Nordau s'appuie donc sur la science de son époque -principalement celle de Morel et de Lombroso- pour développer son propos sur la dégénérescence de l'art à la fin du XIXème siècle. Il est intéressant de consulter l'article Wikipédia "Théorie de la dégénérescence" sur le sujet et de le confronter aux quatre premières citations ci-dessus. (J'y ai noté que Morel s'appuie sur le transformisme de Lamarck et que le rédacteur de l'article écrit plus loin: "Magnan est crédité de la formulation définitive de la théorie de la dégénérescence, celle qui remplace le transformisme de Lamarck par l'évolutionnisme de Darwin." Ainsi soit-il.)

Pour revenir à la question initiale de ce commentaire, question qui  concerne spécifiquement l'art, Thom a écrit un article (AL) qui, entre autres, propose une méthode d'interprétation des oeuvres d'art: "Local et global dans l'oeuvre d'art", méthode que l'on peut, je crois, qualifier d'objective si l'on accepte les citations 5 et 6 ci-dessus. Thom termine le chapeau du premier article par: "Je n'ai jamais entendu dire que cette méthode ait été pratiquée depuis par quelque critique d'art que ce soit. Sans doute a-t-on pensé, dans ce milieu, que l'effort nécessaire pour comprendre les bases de la méthode ne se justifiait pas en regard de ce que fournit la sensibilité artistique immédiate: opinion que, pour ma part, je me garderai bien de contredire."

Thom: "Peut-on fonder, pourrait-on rêver une théorie "scientifique" de l'esthétique? Or il se trouve que la théorie des catastrophes -vue sous son angle le plus général, le plus philosophique- peut jeter quelques lumières sur ce problème de la génèse de l'art; de ce point de vue -et fort impérialistiquement- je serais tenté de dire qu'il n'y a pas d'art catastrophiste opposé à un art qui serait, dirions-nous, continuiste ou apollinien, mais bien que, par essence, tout art est catastrophique!" (AL p.102)

Dans la conclusion du tome II de "La Grâce de l'Histoire" PhG consacre quelques paragraphes au Balzac de Rodin, oeuvre d'art qui n'a, pour lui, rien de dégénéré, loin s'en faut. Extrait: "Je connais des personnes qui considèrent que le Balzac de Rodin est informe et qui en restent là, et je peux parfaitement comprendre ce jugement; pour mon compte et tout au contraire, je crois distinguer dans cette informité apparente, ou cette apparence d'informité si vous voulez, une sorte de perfection de la forme qui est ainsi effleurée en vérité, à cause de cette mystérieuse dimension métaphysique de l'oeuvre." (p.407)

Ma compréhension de la théorie des catastrophes n'est pas assez assurée pour tenter de mettre en pratique la méthode d'interprétation proposée par Thom (d'autant plus que mon incompétence en art est totale).

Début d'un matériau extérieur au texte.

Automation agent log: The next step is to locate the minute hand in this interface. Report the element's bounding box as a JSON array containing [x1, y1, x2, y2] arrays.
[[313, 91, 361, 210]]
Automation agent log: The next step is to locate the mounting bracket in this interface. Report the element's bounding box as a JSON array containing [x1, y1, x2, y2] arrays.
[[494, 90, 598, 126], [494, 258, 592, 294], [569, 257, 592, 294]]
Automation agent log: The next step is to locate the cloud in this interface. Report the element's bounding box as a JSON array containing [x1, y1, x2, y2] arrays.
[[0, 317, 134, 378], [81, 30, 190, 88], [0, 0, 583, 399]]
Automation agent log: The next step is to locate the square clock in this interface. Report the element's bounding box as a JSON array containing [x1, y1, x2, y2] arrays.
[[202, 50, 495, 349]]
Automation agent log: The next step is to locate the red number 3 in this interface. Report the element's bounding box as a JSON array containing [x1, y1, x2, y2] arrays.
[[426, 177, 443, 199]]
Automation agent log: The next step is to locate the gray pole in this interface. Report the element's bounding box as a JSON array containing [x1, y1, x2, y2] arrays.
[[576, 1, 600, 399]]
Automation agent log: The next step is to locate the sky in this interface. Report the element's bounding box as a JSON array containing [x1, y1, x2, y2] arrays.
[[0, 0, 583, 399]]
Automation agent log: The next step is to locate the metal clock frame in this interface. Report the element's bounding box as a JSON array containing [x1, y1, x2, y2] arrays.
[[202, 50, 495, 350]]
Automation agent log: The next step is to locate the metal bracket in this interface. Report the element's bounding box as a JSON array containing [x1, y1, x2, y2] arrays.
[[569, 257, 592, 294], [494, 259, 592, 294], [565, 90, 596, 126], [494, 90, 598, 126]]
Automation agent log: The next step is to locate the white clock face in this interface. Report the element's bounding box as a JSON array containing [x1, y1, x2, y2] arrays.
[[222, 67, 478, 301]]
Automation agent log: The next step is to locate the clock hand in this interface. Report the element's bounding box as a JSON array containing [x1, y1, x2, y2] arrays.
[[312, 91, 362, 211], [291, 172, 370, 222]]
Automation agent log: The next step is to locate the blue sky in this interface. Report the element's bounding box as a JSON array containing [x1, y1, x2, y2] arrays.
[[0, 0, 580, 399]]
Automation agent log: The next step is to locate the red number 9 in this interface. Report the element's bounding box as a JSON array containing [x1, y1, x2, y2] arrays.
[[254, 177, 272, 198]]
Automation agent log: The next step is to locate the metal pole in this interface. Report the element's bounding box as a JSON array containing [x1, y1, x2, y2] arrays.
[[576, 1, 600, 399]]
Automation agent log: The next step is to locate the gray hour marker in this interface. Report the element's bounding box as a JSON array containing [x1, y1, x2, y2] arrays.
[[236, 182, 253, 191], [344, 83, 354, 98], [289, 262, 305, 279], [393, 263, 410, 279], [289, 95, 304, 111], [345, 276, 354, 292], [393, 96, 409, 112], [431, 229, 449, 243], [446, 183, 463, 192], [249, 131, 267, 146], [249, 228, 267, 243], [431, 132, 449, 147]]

Cependant, sur les modes "Ce n'est pas parce qu'on n'a pas grand chose à dire qu'il faut fermer sa gueule" et "Je me lâche" -merci à Internet-, je vois une sculpture comme une morphogénèse, c'est-à-dire comme une succession de formes où le sculpteur part de la glaise informe, en puissance, pour arriver à la statue finie, en acte (rien que de banal, donc, jusque là, sinon peut-être la dimension métaphysique qui apparaît avec la distinction puissance/acte). Avec son Balzac Rodin s'est pour moi arrêté à mi-chemin. Et je l'imagine même (Rodin) s'appliquant à ne rien perdre sur le chemin de la génèse de "son" Balzac, en équilibrant à chaque étape la perte de puissance par un gain équivalent d'acte, de même qu'un solide en mouvement sans frottement équilibre à chaque instant sa perte de potentiel par un gain équivalent d'énergie cinétique (principe de moindre action de Maupertuis). Formatage scientifique sans doute…


*: Nordau: "Le rhétoricien verbeux expose avec plus ou moins de grâce ou d'intelligence les impressions subjectives reçues des œuvres qu'il critique (...)."